Manta stops when he establishes that Saudade isn't listening to him. At this point, it not only seems clear to Manta that Saudade's inability to concentrate betrays a classic case of attention deficit disorder. It also seems clearer and clearer that his colleague's sexual compulsion is a subconscious mechanism to avoid facing the here and now. Especially when that here and now involves a conversation with elements of serious emotional exchange. Now Saudade moves the prostitute's head away from his penis and indicates to her through signs that she should turn around and lean forward. The prostitute turns around with a neutral expression. She wipes her lips with the back of her hand and leans forward with her back to Saudade. Manta feels a stab of emotional stress when Saudade's enormous and vigorous penis skewers the prostitute with dyed hair from behind. With incredible ease, it seems to Manta.
“My kid has one of those things you make ice cream with,” says Saudade, charging furiously with his hips against the prostitute's ass, which is soft and pale and covered in freckles. “Not one of those cheap ones where you put in some powder and mix it with water and then you freeze it with a little stick inside.” He pauses and wipes the sweat off his forehead with the back of his hand before resuming the onslaught. The prostitute exudes professional sounds of sexual satisfaction. “It's one of those things that make real ice cream. The creamy kind. You can put in chocolate shavings or whatever you want. I gave it to him a couple of years ago, for his birthday I think. The kid likes ice cream.” He nods, satisfied. “Like his dad.”
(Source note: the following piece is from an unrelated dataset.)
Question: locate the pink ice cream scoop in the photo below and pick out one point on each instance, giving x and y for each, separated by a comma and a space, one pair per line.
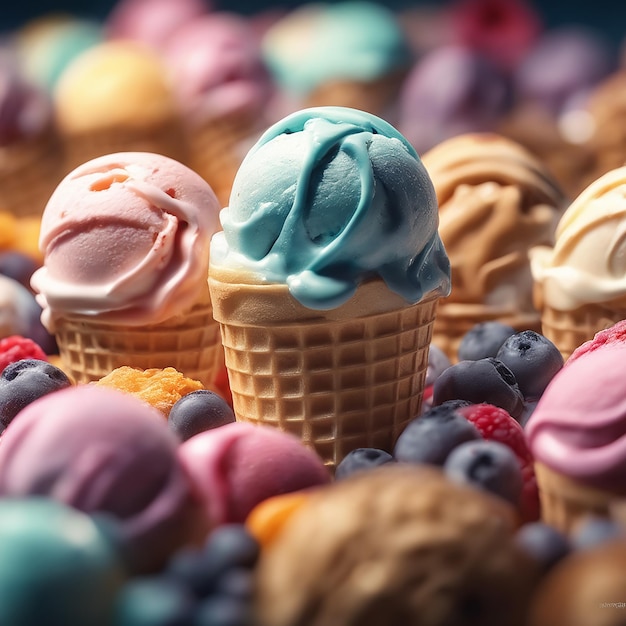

Aníbal Manta's penis still hasn't achieved a satisfactory erection, and the prostitute kneeling in front of him finds herself forced to pause in her fellation to grab it with her hand and give it some energetic shakes. The paintings of deer infiltrate Manta's visual field obstinately. With their wrong-colored skies and their out-of-proportion deer that stare at him from the walls looking like dogs or other animals in costumes. The transition between Aníbal Manta's moments of severe emotional stress and his fits of rage, along with the control mechanisms he's had to develop in order to repress said fits, have become, over time, the main focus of his therapy sessions. The same fits that he began to experience in the school yard when he was a boy of elephantine dimensions whom the other kids called The Thing. The Thing, according to his therapist's explanations, is a superhero grotesque in appearance but endowed with solid emotional values and colossal strength who is absolutely crucial to the Fantastic Four. To the functioning of the Fantastic Four as a supergroup with balanced superpowers. Those are the elements of The Thing's identity which make his therapist consider him a superhero that embodies the difficulty and pathos and nobility of Aníbal Manta's life. Now Manta closes his eyes and tries to concentrate on those ideas of nobility and difficulty in spite of the fact that the professional noises of sexual satisfaction coming from Saudade's prostitute have turned into shrieks of pleasure that are not strictly professional. Manta's prostitute pauses, raises her head and asks him something in Italian.